Figuring out how to live out all the gospel all the time...
Wednesday, February 21, 2007
Ash Wednesday


The helping of others, the giving of alms, and all external goods don't calm the arrogance of the heart. Humility of the mind, the pain of repentence and the breaking of the will, however, humble the proud spirit.


- Elder Joseph the Hesychast

As long as I've known of it, Lent has always been a time of tension for me. My background and the church I grew up in doesn't practice it or even make reference to it. However, in the travels of my faith journey, I found myself drawn to the communities that not only recognize it, but practice it in earnestness.

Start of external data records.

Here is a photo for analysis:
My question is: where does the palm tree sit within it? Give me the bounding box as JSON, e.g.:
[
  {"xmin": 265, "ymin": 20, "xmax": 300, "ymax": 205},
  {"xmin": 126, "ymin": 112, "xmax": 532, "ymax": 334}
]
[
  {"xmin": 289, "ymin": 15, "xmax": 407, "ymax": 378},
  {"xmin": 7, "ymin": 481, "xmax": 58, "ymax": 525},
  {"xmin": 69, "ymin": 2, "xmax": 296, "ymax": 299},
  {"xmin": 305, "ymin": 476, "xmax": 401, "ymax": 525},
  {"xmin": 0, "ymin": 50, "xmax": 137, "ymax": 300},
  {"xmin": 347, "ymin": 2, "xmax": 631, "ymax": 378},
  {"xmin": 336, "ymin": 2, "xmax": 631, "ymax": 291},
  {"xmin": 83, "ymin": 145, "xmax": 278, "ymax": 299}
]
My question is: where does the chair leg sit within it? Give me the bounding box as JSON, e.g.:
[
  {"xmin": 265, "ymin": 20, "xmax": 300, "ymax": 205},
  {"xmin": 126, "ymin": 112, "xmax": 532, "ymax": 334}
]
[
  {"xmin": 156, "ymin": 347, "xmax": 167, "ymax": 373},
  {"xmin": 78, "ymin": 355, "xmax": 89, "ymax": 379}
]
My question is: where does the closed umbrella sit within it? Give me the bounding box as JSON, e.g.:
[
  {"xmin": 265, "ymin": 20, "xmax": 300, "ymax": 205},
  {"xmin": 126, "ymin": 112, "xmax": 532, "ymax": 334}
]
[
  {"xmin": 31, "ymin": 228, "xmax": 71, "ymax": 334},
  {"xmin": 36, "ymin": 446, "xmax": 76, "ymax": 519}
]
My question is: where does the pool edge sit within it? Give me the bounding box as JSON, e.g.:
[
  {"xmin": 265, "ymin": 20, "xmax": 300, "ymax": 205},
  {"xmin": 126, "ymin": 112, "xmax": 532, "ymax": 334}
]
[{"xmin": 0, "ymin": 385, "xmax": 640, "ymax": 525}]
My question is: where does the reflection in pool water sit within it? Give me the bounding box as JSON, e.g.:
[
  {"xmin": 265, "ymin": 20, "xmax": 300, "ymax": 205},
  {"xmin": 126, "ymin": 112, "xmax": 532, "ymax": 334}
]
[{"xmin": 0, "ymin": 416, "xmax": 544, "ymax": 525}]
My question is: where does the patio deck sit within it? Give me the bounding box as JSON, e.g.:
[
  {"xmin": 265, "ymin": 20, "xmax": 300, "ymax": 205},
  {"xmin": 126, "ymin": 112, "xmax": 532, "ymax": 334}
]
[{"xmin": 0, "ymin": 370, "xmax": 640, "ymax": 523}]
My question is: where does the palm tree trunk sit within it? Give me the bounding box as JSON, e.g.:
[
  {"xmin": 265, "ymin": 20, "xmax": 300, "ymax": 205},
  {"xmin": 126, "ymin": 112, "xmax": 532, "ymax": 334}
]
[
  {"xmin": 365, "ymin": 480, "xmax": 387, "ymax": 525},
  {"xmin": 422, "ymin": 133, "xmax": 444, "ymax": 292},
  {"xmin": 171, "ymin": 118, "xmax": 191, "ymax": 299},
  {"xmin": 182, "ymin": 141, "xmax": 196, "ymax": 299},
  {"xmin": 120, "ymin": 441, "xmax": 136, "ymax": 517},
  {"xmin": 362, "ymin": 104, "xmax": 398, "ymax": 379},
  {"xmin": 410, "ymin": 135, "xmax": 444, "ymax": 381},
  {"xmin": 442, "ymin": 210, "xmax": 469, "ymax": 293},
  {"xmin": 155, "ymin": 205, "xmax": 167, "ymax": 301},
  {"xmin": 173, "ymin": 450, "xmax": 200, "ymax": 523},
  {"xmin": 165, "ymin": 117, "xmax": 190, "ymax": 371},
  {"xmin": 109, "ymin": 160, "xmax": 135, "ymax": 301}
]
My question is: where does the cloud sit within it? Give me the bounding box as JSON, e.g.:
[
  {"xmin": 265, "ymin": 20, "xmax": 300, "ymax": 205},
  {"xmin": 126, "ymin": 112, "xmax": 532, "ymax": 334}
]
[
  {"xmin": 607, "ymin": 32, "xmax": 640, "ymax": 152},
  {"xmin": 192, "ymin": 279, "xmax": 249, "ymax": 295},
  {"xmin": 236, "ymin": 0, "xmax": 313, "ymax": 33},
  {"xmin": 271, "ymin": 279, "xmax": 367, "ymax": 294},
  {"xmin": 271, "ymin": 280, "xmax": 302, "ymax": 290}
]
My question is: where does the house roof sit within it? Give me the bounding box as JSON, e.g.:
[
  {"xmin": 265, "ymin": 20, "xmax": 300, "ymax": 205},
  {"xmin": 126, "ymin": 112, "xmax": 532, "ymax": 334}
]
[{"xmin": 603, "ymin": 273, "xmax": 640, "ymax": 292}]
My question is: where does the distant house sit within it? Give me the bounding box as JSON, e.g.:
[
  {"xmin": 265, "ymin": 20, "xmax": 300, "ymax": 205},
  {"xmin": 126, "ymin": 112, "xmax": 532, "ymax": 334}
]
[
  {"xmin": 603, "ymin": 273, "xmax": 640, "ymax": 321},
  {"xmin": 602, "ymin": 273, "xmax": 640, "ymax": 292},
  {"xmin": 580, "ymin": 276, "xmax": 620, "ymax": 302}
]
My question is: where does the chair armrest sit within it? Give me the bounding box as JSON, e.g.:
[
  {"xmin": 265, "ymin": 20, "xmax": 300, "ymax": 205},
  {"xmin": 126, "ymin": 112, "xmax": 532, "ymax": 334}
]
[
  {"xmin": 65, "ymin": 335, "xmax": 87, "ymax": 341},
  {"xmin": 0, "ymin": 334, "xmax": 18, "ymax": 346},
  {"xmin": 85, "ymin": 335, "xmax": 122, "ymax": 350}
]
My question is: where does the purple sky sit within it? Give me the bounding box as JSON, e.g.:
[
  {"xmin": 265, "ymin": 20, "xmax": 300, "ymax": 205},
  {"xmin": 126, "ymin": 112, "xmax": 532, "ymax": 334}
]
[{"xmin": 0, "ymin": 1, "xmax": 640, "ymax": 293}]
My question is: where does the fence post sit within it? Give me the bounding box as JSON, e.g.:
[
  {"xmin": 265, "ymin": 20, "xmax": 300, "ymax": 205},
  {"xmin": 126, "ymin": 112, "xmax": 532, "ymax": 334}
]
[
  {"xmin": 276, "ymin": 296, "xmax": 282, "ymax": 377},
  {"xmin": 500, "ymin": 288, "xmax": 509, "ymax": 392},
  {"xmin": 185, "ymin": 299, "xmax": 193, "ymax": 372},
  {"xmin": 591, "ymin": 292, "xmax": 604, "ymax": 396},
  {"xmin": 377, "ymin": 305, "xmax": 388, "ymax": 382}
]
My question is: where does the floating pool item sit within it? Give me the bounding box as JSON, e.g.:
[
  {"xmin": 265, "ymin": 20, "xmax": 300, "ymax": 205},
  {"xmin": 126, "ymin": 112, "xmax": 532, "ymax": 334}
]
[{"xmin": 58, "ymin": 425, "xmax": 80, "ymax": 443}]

So in my stronger years, I've had (by my own judgement of course) "successful" times of fasting during this season. However, in later years I've backed off of the intensity of the choice fast and often find loopholes to offer me an out should I grow tired or bored of the fast.

The current year properly illustrates the aforementioned friction caused by my own past experiences and shortcomings. Visiting two different churches on the spectrum certainly adds to the dilemma.

What does Lent mean to me? Why am I only concerned with the idea of fasting at this time of year? What more does Lent mean besides starving or depriving myself?

Perhaps the first step is to embrace the sprit of Elder Joseph above and admit the filth of my sin and the plague within me that is pride.

How that leads me to the spirit of the true fast that Isaiah writes about is beyond me.

Is not this the fast that I choose: to loose the bonds of injustice, to undo the thongs of the yoke, to let the oppressed go free, and to break every yoke? Is it not to share your bread with the hungry, and bring the homeless poor into your house; when you see the naked, to cover them, and not to hide yourself from your own kin?